Where did you shoot?
There’s a small village called Oumnast, about 25 miles outside Marrakech, and that became [the location for] Nazareth. We shot all around Marrakech, then we moved to Meknes, which in terms of architecture could authentically replicate what Jerusalem may have been like at that time.
What brought you back to Morocco for Kundun, your acclaimed film which is set in Tibet?
We were going to shoot in India, but they wouldn’t give us an answer. Which we think, probably meant no. So, immediately, my production designer Dante Ferretti booked all the hotel rooms in Ouarzazate we could get. I said, “But Dante, the Atlas mountains… I saw the Himalayas and they’re so big.” He went, “We’ll just show the foothills…” And the Moroccan desert was perfect for it. We literally had pictures of Tibet and we just tried to make as much of a facsimile as possible.
Did it work out as well as you hoped?
The cooperation here was amazing, because we had to bring in monks from Nepal, monks from India. We shot all around Ouarzazate, Marrakech, the Atlas mountains and then in Casablanca we shot [the location for] Beijing. We covered the entire town hall of Casablanca with a banner of Chairman Mao’s face. That became odd, though, and after four days, it became problematic so we had to finish as quickly as we could!
You recently got involved in a different side of the film industry, in restoration and preservation?
Yes, at Cannes last year we officially announced the creation of the World Cinema Foundation, which is raising money to restore films from countries around the world. We started with Transes, Ahmed El Maanouni’s music documentary about the Moroccan band Nass El Ghiwane, and we showed the restored version in the Djemaa el-Fna square. It’s an ambitious project and it takes a lot of patience.
Do you watch many Moroccan movies?
I am very interested in Moroccan cinema and North African cinema. I’d like to be able to see more of it. Transes is a favourite of mine. Back when I was doing The King Of Comedy, we were editing the film at night—I used to edit all my films at night because nobody would call us on the telephone—and I had the television on and there was a cable programme showing Transes, which they kept repeating so I had it playing all night. I fell in love with the music and the film.
You’ve directed films about music yourself, including the upcoming film Shine A Light, which follows a Rolling Stones concert.
I love the energy of concerts. Music and performing is a primal form of communication, more so than literature or any kind of visual medium. It’s the performer in relationship to the audience that crosses cultural barriers.
Do you feel like the Oscar you won last year, for The Departed should have come for an earlier film?
It doesn’t matter if the Oscar arrived late. It arrived! I’m not going to send it back. It’s nice. It helped the box office of the film, it helped me and my family personally. That’s all I was interested in. But, most importantly, is that over the years when I thought I was going to get an Oscar and I wanted an Oscar, I didn’t get it and what that did was to make me concentrate on the work, not the prizes. I’ve gone through different cycles in Hollywood—there were many times during the past 35 years I couldn’t even get a phone call returned from anyone, let alone make a movie. But I’ve been able to continue.

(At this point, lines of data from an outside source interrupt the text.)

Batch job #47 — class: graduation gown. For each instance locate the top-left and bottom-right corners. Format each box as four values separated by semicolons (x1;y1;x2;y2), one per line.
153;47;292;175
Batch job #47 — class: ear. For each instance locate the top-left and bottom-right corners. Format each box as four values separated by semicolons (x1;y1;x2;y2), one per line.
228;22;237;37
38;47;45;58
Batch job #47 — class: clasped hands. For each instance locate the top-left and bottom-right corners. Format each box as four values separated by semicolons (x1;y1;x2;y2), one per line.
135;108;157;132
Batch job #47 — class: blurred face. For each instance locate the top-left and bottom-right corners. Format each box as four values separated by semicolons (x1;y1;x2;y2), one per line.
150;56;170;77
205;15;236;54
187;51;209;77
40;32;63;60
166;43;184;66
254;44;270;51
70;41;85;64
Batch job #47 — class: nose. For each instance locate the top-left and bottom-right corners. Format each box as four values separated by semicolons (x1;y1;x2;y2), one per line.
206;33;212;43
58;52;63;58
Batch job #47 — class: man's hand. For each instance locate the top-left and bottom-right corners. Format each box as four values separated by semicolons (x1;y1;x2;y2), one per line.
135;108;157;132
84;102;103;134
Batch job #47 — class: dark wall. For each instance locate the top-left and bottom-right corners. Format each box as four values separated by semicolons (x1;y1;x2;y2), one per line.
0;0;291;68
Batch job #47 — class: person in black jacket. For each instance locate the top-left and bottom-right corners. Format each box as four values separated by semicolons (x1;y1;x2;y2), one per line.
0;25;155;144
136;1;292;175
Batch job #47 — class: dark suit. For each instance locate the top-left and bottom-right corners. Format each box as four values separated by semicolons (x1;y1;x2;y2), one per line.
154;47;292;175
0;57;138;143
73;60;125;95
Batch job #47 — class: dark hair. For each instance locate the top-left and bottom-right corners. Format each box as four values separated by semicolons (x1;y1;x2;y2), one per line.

There must have been times when the Oscar snubs exasperated you?
I think when I wasn’t even nominated for Taxi Driver, let alone win, I was very disappointed. But I was young, and I realised it didn’t matter, we got to make the movie. I didn’t even think Taxi Driver was going to be shown in theatres for so long. I was surprised when the first day that it opened, Paul Schrader said, “Marty, go to the theatre, there’s people waiting outside to get in.” That’s better than any award.

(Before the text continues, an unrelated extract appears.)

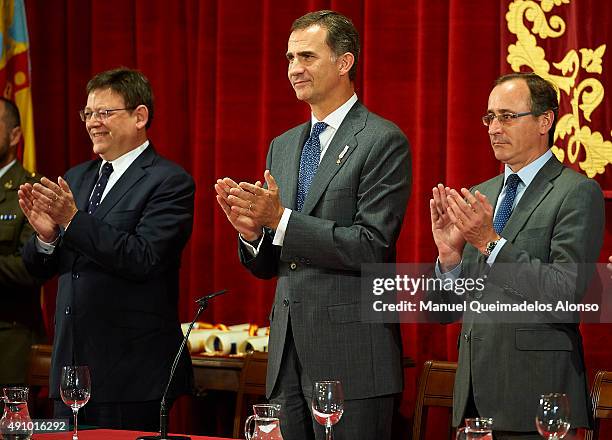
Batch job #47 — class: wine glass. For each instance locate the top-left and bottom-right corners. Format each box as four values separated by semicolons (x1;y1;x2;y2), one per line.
60;365;91;440
536;393;570;440
312;380;344;440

The Departed was your third film with Leonardo DiCaprio. Why has he become your favourite actor?
He is so concerned about detail and he has no fear about going into any aspect of a character. Working with him on these last three pictures has given me a second wind, a second wave of enthusiasm for making films again.
Do you still feel you are learning, when you go to the cinema?
I happen to be a very energetic person and I happen to express myself in a faster form on film, so it’s very difficult for me sometimes to pull myself in and feel the rhythm of the world in a different way. That’s why I love cinema. I can see it from different countries, especially from Asia and Africa, who are seeing the world in a different way, putting me in a slower rhythm, the rhythm of life. As much as I love New York City—and I couldn’t live anywhere else – sometimes standing on the street corners can drive you mad.